In theory compile-time configurability should give the best possible results in terms of code size, because it allows code to be controlled at the individual statement level rather than at the function or object level. Consider an example more closely related to embedded systems, a package to support multi-threading. A standard routine within such a package allows applications to kill threads asynchronously: the POSIX routine for this is pthread_cancel; the equivalent routine in µITRON is ter_tsk. These routines themselves tend to involve a significant amount of code, but that is not the real problem: other parts of the system require extra code and data for the kill routine to be able to function correctly. For example if a thread is blocked while waiting on a mutex and is killed off by another thread then the kill operation may have to do two things: remove the thread from the mutex's queue of waiting threads; and undo the effects, if any, of priority inheritance. The implementation requires extra fields in the thread data structure so that the kill routine knows about the thread's current state, and extra code in the mutex routines to fill in and clear these extra fields correctly.

Most embedded applications do not require the ability to kill off a thread asynchronously, and hence the kill routine will not get linked into the final application image.

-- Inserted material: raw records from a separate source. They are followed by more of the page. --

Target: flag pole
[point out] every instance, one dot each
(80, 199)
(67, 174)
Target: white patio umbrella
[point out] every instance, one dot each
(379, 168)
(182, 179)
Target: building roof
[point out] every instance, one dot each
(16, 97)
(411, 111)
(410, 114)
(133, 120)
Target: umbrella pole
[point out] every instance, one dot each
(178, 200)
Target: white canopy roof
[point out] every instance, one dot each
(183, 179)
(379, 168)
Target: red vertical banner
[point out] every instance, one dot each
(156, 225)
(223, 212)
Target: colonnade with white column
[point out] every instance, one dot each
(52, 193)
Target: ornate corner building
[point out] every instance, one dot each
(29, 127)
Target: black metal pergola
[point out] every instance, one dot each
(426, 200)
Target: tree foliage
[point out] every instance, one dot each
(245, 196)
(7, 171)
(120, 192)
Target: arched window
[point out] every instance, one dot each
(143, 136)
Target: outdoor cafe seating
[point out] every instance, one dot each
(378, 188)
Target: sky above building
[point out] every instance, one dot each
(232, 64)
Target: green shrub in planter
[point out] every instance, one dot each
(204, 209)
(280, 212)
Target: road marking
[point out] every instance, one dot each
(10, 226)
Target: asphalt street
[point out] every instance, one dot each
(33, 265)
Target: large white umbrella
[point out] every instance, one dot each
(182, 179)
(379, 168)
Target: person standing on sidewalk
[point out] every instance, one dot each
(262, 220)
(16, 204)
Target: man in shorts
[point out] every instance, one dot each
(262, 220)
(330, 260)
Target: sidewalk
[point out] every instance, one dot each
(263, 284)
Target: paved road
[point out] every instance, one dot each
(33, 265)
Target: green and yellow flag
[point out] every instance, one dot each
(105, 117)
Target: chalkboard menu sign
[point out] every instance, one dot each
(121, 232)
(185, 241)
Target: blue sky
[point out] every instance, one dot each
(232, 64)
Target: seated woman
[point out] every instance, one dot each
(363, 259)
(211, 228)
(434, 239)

Without compile-time configurability this would still mean that the mutex code and similar parts of the system contain code and data that serve no useful purpose in this application. The eCos approach allows the user to select that the thread kill functionality is not required, and all the components can adapt to this at compile-time. For example the code in the mutex lock routine contains statements to support the killing of threads, but these statements will only get compiled in if that functionality is required. The overall result is that the final application image contains only the code and data that is really needed for the application to work, and nothing else.

Of course there are complications. To return to the button example, the application code might only use text buttons directly, but it might also use some higher-level widget such as a file selector and this file selector might require buttons with pictures. Therefore the button code must still be compiled to support pictures as well as text. The configuration tools must be aware of the dependencies between components and ensure that the internal constraints are met, as well as the external requirements of the application code. An area of particular concern is conflicting requirements: a button component might be written in such a way that it can only support either text buttons or picture buttons, but not both in one application; this would represent a weakness in the component itself rather than in the component framework as a whole.

Compile-time configurability is not intended to replace the other approaches but rather to complement them. There will be times when run-time selection of behavior is desirable: for example an application may need to be able to change the baud rate of a serial line, and the system must then provide a way of doing this at run-time. There will also be times when link-time selection is desirable: for example a C library might provide two different random number routines rand and lrand48; these do not affect other code so there is no good reason for the C library component not to provide both of these, and allow the application code to use none, one, or both of them as appropriate; any unused functions will just get eliminated at link-time. Compile-time selection of behavior is another option, and it can be the most powerful one of the three and the best suited to embedded systems development.